Module meta_model

Expand description

Meta-learning across corpora: predict a PipelineConfig for a new corpus by consulting past tuner runs on similar corpora.

This is Level 2 of SphereQL’s self-optimization hierarchy (per the metalearning-direction memory):

L1 (tuner::auto_tune): per-corpus search. Produces a best config.
L2 (this module): cross-corpus generalization. Takes the (corpus features, best config) pairs produced by L1 and learns a function CorpusFeatures → PipelineConfig so new corpora can skip search or warm-start it.
L3: online adaptation from query feedback. Deferred.

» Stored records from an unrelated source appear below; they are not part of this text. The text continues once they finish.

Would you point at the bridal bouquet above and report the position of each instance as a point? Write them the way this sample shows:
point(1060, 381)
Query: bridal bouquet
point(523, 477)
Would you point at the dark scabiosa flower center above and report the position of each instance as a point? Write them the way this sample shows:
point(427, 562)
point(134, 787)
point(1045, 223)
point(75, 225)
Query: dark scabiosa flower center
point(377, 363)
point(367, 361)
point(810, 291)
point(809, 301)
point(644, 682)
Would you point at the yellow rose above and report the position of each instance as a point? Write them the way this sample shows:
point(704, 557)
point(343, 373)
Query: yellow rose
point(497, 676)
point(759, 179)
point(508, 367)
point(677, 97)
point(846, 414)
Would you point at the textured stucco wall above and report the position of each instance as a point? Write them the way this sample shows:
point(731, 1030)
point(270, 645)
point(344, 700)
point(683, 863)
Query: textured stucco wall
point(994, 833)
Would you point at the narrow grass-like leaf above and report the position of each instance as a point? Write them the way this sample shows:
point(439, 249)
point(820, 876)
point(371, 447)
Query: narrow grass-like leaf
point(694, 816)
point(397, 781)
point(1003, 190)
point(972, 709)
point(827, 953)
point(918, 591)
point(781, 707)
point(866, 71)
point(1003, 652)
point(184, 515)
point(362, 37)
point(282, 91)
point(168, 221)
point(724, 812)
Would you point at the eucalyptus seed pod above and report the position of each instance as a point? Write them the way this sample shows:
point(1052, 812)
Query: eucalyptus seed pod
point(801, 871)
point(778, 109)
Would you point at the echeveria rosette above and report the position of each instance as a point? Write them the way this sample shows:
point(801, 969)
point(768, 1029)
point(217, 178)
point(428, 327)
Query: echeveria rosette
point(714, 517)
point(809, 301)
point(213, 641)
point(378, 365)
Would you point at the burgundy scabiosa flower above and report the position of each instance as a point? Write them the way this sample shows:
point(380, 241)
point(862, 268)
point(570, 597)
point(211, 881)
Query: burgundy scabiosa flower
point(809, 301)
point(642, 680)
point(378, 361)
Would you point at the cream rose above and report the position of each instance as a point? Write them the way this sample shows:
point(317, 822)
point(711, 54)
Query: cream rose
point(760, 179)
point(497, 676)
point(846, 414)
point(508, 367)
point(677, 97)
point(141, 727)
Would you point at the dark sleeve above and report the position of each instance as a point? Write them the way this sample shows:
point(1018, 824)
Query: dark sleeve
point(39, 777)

Today’s meta-model is a simple z-score-normalized nearest neighbor over CorpusFeatures::to_vec, with two model-space adjustments: scale-type features (item/category/dim counts) are ln(1+x) compressed before normalization so a single 500k corpus can’t dominate the statistics, and training sets mixing multiple metric_names are stratified to the dominant metric at fit time (scores under different objectives are not comparable). It works with any N ≥ 1 training records, is deterministic, and has no free hyperparameters. When you’ve accumulated ≥ 10 diverse corpora you can swap in something fancier (gradient-boosted trees, small MLP) against the same MetaModel trait — the storage format (MetaTrainingRecord) stays stable.

§Storage

Records are serialized as a flat JSON array:

[
  { "corpus_id": "built_in_775", "features": {...}, "best_config": {...}, ... },
  ...
]

MetaTrainingRecord::save_list and MetaTrainingRecord::load_list are convenience wrappers; the format is plain enough to edit by hand or process with jq.

Structs§

DistanceWeightedMetaModel: Picks the training record that maximizes evidence × w(distance), where w(d) = 1 / (d + epsilon) over z-score-normalized Euclidean distance and evidence is MetaTrainingRecord::score_lift when present, falling back to best_score for legacy records.
MetaTrainingRecord: One observation for the meta-learner: “on this corpus profile, this config was found to be best under this metric.”
NearestNeighborMetaModel: The simplest useful meta-model: given a new corpus, return the best_config of the training record whose corpus-feature vector is closest in z-score-normalized Euclidean distance (scale features log-compressed first — see [to_model_space]).

Traits§

MetaModel: Predicts a PipelineConfig from a CorpusFeatures profile.